Executable formal semantics for the POSIX shell

Abstract

The POSIX shell is a widely deployed, powerful tool for managing computer systems. The shell is the expert's control panel, a necessary tool for configuring, compiling, installing, maintaining, and deploying systems. Even though it is powerful, critical infrastructure, the POSIX shell is maligned and misunderstood. Its power and its subtlety are a dangerous combination. We define a formal, mechanized, executable small-step semantics for the POSIX shell, which we call Smoosh. We compared Smoosh against seven other shells that aim for some measure of POSIX compliance (bash, dash, zsh, OSH, mksh, ksh93, and yash).
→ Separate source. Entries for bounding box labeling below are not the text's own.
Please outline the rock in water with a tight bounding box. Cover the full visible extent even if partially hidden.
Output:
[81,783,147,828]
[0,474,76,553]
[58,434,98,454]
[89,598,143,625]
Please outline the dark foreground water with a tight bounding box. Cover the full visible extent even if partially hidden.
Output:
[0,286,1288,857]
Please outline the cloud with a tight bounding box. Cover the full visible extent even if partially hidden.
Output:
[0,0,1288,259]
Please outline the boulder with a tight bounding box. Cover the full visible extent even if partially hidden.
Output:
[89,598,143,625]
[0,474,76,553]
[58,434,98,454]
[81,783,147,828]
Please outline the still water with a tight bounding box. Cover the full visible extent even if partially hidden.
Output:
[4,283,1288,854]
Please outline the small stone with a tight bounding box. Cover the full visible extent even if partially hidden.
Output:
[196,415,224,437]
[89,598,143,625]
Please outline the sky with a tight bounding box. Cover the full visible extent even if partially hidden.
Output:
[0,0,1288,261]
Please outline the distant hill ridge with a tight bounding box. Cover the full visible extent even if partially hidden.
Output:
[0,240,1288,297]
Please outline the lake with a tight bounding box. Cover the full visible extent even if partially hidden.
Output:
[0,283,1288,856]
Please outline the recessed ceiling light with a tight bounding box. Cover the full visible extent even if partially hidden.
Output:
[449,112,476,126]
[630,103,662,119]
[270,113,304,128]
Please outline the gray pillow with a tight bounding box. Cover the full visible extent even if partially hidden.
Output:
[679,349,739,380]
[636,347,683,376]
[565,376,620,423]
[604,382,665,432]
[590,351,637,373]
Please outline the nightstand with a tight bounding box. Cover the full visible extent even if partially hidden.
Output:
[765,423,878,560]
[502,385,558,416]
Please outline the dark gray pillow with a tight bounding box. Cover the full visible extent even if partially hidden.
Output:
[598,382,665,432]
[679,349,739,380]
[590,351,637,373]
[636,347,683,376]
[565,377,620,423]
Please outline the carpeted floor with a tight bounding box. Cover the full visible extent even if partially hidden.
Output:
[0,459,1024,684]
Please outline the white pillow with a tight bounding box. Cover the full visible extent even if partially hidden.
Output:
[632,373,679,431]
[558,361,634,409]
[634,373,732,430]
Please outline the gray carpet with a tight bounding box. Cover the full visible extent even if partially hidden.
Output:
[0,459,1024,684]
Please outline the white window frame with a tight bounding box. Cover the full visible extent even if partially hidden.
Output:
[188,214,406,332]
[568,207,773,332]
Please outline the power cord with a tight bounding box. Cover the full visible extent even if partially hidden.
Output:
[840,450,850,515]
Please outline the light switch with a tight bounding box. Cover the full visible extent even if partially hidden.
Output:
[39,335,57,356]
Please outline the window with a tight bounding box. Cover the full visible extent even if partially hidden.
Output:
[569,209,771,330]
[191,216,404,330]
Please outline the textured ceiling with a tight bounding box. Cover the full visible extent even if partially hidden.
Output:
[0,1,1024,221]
Using three test suites - the POSIX test suite, the Modernish test suite and shell diagnostic, and a test suite of our own device - we found Smoosh's semantics to be the most conformant to the POSIX standard. Modernish judges Smoosh to have the fewest bugs (just one, from using dash's parser) and no quirks. To show that our semantics is useful beyond yielding a conformant, executable shell, we also implemented a symbolic stepper to illuminate the subtle behavior of the shell. Smoosh will serve as a foundation for formal study of the POSIX shell, supporting research on and development of new shells, new tooling for shells, and new shell designs.